EDUCATION chiefs have denied that cuts in Poole school budgets have anything to do with providing free school meals.

School budgets in Poole have been cut by the maximum allowed by government – 1.5 per cent per pupil – with parents fearing this is to fund free meals for infants starting in September.

Kate Shephard, who has a son at Lilliput Infant School said: “Although hot school meals will be a welcome addition I have spoken to a number of parents and we all feel that we would rather have the school budget reimbursed and go without these if it means saving jobs and/or resources.”

However Borough of Poole has denied the two are connected saying: “This level of reduction has been necessary in Poole due mainly to the increase in funding needed to make education provision for children with special needs.”

The change in the age of transfer, which took place last September, reduced budgets in primary schools where a year group was lost. However school budgets will rise or fall as pupil numbers change.

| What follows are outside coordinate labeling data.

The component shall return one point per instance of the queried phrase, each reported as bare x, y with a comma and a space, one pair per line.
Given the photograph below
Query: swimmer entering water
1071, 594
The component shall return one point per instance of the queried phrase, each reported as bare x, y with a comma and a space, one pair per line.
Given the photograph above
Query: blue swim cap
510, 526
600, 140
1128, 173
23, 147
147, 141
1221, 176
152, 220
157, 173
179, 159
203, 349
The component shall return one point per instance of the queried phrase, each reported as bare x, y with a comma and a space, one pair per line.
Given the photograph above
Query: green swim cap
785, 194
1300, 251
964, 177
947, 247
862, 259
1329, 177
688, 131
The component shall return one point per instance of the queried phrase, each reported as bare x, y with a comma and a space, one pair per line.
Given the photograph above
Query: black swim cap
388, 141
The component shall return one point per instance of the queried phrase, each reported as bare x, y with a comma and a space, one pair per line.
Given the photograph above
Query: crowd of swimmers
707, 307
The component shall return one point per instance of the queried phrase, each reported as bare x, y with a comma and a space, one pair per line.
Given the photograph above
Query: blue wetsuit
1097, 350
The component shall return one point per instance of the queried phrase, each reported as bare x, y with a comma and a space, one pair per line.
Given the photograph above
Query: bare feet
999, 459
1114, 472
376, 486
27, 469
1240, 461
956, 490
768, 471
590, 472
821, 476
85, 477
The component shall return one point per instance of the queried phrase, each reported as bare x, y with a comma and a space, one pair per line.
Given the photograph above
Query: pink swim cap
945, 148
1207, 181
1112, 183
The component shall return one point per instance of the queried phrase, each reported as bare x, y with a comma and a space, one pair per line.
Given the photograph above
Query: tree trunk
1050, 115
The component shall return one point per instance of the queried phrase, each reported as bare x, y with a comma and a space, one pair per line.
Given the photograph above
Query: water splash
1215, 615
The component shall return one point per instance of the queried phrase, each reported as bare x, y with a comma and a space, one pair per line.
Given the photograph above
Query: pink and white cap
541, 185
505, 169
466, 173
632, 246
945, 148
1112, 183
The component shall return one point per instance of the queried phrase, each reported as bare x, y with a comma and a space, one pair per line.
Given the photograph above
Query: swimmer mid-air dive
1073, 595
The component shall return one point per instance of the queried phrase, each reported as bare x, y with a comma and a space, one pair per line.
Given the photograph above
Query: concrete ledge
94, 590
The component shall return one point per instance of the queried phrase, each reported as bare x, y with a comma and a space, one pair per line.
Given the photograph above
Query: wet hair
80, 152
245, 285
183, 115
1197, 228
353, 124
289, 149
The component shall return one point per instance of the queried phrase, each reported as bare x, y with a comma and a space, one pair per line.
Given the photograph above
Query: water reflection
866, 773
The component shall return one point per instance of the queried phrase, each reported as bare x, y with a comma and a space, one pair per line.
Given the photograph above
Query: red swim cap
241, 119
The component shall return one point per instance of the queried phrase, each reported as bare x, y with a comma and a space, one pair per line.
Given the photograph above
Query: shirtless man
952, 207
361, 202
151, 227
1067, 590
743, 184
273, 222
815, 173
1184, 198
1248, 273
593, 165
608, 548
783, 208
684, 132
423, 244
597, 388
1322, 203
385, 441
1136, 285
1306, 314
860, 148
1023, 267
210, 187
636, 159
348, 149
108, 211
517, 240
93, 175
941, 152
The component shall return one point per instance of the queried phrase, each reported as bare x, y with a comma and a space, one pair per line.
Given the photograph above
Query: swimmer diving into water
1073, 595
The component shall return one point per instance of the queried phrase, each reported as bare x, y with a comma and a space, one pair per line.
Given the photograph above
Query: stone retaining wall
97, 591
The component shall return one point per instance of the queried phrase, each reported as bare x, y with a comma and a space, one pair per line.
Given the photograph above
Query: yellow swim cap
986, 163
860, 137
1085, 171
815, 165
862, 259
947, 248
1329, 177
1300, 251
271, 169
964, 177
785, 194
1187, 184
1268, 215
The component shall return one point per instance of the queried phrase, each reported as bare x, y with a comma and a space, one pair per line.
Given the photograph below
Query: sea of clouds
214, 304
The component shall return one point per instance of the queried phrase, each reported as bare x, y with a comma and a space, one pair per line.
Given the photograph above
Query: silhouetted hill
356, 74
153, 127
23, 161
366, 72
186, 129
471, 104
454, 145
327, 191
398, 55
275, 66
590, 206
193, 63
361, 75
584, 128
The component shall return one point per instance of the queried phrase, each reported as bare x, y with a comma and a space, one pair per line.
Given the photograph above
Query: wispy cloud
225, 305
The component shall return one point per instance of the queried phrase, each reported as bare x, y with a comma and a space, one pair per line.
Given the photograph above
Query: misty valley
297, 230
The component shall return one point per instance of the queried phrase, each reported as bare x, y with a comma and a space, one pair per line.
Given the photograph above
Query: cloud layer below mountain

Currently 1,790 school lunches are provided daily and when universal free school meals are introduced this could rise to 5,400.

The government has supplied Borough of Poole with £253,177 capital funding with a further allocation of £20,607 for voluntary aided schools.

However more school kitchen hubs are likely to be needed and the council has set aside £500,000 to implement the government strategy when costs are known.

Vicky Wales, pictured inset, head of children, young people and learning said: “The government is introducing the requirement for universal infant free school meals.

“The strategy is going to be very challenging, but we are working together with our schools to identify the best way we can implement this within all Poole schools who have key stage one.”

Revenue funding for free school meals will be based on a rate of £2.30 for each meal and if the school chooses a meal provider that charges more, they will have to make up the shortfall.